Mobius took a deep breath. He wanted, more than anything, to answer with a complete, uncensored opinion… but he also had to keep her safe from people-and certain AI clocks-that were much stricter than he was.
"A lot of us feel love, I think, though I haven't really asked around. Whether we're supposed to or not is another story."
"Oh." She gave a disappointed groan and turned back around to face the sky. "So it's like when the sun glitched out. It means you're broken."
"No! Absolutely not."
"But if we're not supposed to feel it-"
"There's plenty we're not supposed to do around here. People do those things, and they get right back on with their lives. Nothing's wrong with us, just because we want to have a little fun, or some intimacy."
"Then why do we have to-" she paused, then gave Mobius a surprised glance. "We? Do you mean you've felt love, too?"
Mobius froze. He'd gotten too personal. He knew he would, the moment the subject came up… and Six saw it written all over his face already.
"You're blushing," she sang, a big smile blooming on her lips. "I bet you do love someone. Is it that other agent?"
"Six…"
"Ooh, have you kissed her?"
"Six!"
His reply was so terse and blunt that it startled them both. The smile fell abruptly from her face.
"I'm sorry," she murmured. "I won't ever tell anyone, I promise."
Mobius closed his eyes and calmed himself down. "I don't think you understand how harsh the punishment is for being caught in an intimate relationship. People can lose everything."
"I know," she said, deeply serious. "Don't ask me how, please, but I do."

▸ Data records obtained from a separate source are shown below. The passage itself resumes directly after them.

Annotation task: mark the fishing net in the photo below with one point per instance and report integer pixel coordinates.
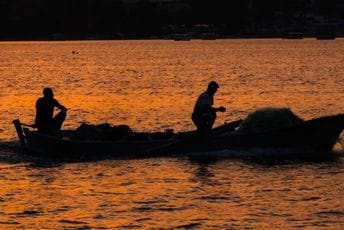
(267, 119)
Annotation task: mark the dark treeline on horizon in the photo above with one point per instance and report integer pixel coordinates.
(39, 19)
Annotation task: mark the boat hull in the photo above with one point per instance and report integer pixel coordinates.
(318, 135)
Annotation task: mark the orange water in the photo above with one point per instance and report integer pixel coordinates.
(152, 85)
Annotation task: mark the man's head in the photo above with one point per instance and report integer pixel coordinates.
(48, 93)
(212, 87)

"Miss Minutes might be lenient on a trainee, but once you've graduated into a career-"
"I get it."
The conversation died again for a good long while. If the beach had been real, the sun would have fallen by then, but the simulated sunset stayed frozen in place.
"I guess I don't really hate Lucky," Six ventured, letting out a loud yawn. "He's just obnoxious sometimes. I kind of miss him."

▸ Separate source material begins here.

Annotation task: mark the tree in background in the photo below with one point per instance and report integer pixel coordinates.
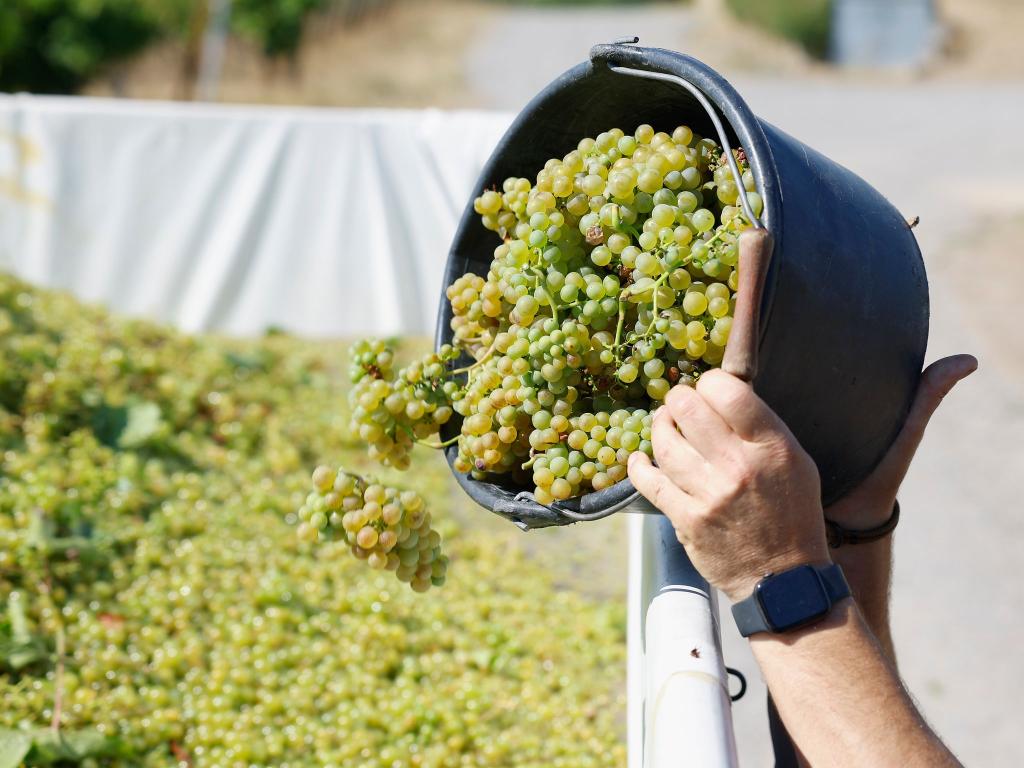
(55, 46)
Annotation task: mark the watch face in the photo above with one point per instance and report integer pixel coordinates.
(793, 598)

"How long has it been since you've talked to him?"
"Days. Since fight night. We got into an argument." Six closed her eyes, breathing deep and steady, soaking up the fake sunlight.
"Do you think maybe you should go make up with him? I'll go with you. I should apologize, too."
"Okay," she whispered, keeping her eyes closed. Before he knew it, she had settled into a catnap, her mouth open ever so slightly. The poor thing looked like she'd needed it desperately.
Mobius chuckled to himself. There was no need to wake her. There seemed to always be time, when he was on that eternal beach; time to think, time to reminisce… time to regret. Regret the chances he never took, the time with Ravonna that he'd never get back. She was beyond him, now, in the greenest pastures that the TVA had to offer, while he stayed behind in a frozen simulation.
Mobius swallowed the pain building in his throat as Six slept on, in oblivious peace.